Damian didn’t speak, but his hands on the wheel were tense knuckles white. Once, I caught him staring at me in the mirror.
Not with softness.
With heat.
Then he looked away.
By the time we reached campus, the silence had become unbearable.
I jumped out the second we stopped.
“Thanks for the ride,” I muttered.
From across the parking lot, a girl whispered, “Who are they?”
Another giggled, “God, they look dangerous.”
If only they knew.
If they saw past Vincent’s overprotective edge, past Damian’s cold composure
If they knew what those two were capable of.
“Call if you need anything!” Vincent called.
“I won’t,” I shot back.
Inside the dorm building, Liliana was waiting.
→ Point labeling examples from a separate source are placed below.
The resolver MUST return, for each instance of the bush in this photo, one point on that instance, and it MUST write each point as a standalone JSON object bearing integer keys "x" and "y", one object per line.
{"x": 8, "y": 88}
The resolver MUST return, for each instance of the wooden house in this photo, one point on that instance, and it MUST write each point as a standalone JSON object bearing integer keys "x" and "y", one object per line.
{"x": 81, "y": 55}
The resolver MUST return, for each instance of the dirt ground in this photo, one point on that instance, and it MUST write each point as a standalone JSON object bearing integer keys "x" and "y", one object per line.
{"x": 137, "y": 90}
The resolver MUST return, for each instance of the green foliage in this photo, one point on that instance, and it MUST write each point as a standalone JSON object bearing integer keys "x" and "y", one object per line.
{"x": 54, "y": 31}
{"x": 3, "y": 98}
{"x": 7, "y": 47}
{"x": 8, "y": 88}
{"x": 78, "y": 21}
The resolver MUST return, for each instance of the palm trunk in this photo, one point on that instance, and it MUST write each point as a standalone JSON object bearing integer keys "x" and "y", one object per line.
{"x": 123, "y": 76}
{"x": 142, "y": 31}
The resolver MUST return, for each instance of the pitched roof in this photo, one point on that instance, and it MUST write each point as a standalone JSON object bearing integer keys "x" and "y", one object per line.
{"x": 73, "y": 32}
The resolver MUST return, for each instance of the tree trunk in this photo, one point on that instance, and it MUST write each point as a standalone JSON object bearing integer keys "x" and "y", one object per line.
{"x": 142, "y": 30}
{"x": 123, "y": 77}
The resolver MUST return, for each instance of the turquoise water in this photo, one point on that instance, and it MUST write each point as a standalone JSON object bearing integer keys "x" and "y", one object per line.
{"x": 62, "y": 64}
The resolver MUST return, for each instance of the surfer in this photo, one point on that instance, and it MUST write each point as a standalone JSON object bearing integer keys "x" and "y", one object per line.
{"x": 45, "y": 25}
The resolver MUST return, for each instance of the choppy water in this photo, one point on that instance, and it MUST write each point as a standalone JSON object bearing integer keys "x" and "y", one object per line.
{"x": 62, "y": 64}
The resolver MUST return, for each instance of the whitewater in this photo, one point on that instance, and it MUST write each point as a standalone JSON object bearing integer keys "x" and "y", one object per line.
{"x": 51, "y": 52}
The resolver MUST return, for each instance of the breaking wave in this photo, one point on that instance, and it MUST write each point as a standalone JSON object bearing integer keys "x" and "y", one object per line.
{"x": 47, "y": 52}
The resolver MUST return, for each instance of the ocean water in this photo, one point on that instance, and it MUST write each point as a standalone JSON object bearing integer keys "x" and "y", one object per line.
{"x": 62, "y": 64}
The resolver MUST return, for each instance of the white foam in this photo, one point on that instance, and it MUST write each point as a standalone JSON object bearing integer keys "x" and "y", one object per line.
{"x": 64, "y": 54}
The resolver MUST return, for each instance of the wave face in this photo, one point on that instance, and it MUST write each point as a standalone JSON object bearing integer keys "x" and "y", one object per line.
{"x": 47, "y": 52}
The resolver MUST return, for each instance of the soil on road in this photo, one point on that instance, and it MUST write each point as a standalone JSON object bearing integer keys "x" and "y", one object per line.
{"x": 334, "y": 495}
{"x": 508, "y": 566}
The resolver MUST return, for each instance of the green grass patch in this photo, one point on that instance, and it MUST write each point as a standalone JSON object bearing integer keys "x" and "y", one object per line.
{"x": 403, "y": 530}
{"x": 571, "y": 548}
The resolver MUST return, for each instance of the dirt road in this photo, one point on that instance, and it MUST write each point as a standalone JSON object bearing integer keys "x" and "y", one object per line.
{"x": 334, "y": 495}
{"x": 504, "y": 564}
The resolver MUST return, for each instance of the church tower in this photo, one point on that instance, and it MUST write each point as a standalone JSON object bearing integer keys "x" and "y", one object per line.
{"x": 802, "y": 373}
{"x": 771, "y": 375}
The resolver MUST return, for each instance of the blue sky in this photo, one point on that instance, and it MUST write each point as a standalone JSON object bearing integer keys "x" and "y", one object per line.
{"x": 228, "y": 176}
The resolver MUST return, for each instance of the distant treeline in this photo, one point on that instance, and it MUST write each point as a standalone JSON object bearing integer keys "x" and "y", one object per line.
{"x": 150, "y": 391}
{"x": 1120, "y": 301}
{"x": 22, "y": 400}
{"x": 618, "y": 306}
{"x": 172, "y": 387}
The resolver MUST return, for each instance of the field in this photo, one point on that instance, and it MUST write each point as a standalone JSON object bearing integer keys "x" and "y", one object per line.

Smirking. Arms folded. Eyes glinting.
“Okay, your brother is fine, but that one?” She pointed to the window like it was cursed. “Damian Vercetti is a walking felony with abs.”
I ignored her.
“You sure you’re here for finals?” she teased. “Not to relive your eighth-grade fiancé fantasy?”
“I never said love,” I said too fast.
She raised a brow. “You wrote his name in cursive on every notebook. That counts.”
I dragged my suitcase past her like it might protect my pride.
“If you knew what they’re really like…” I murmured.
She caught up. “Still doesn’t make him any less hot.”
In our room, she darted to the window.
“They’re still there!”
I froze. Against my better judgment, I moved beside her.
Vincent waved his familiar two-finger salute.
But Damian… didn’t move.
He wasn’t smiling.
He was staring.
His eyes locked onto mine burning. Calculating. Something between anger and obsession.
Like I was the answer to a question he hated asking.
Then he turned.
Opened the door.
Gone.
Liliana whistled. “That man just looked at you like you were a sin he wanted to commit.”
“He sees me as a sister.”
But the words felt brittle. Wrong.
She leaned closer.
“Maybe once. But not today.”
I didn’t answer.
Because deep down…
God help me, I needed her to be right.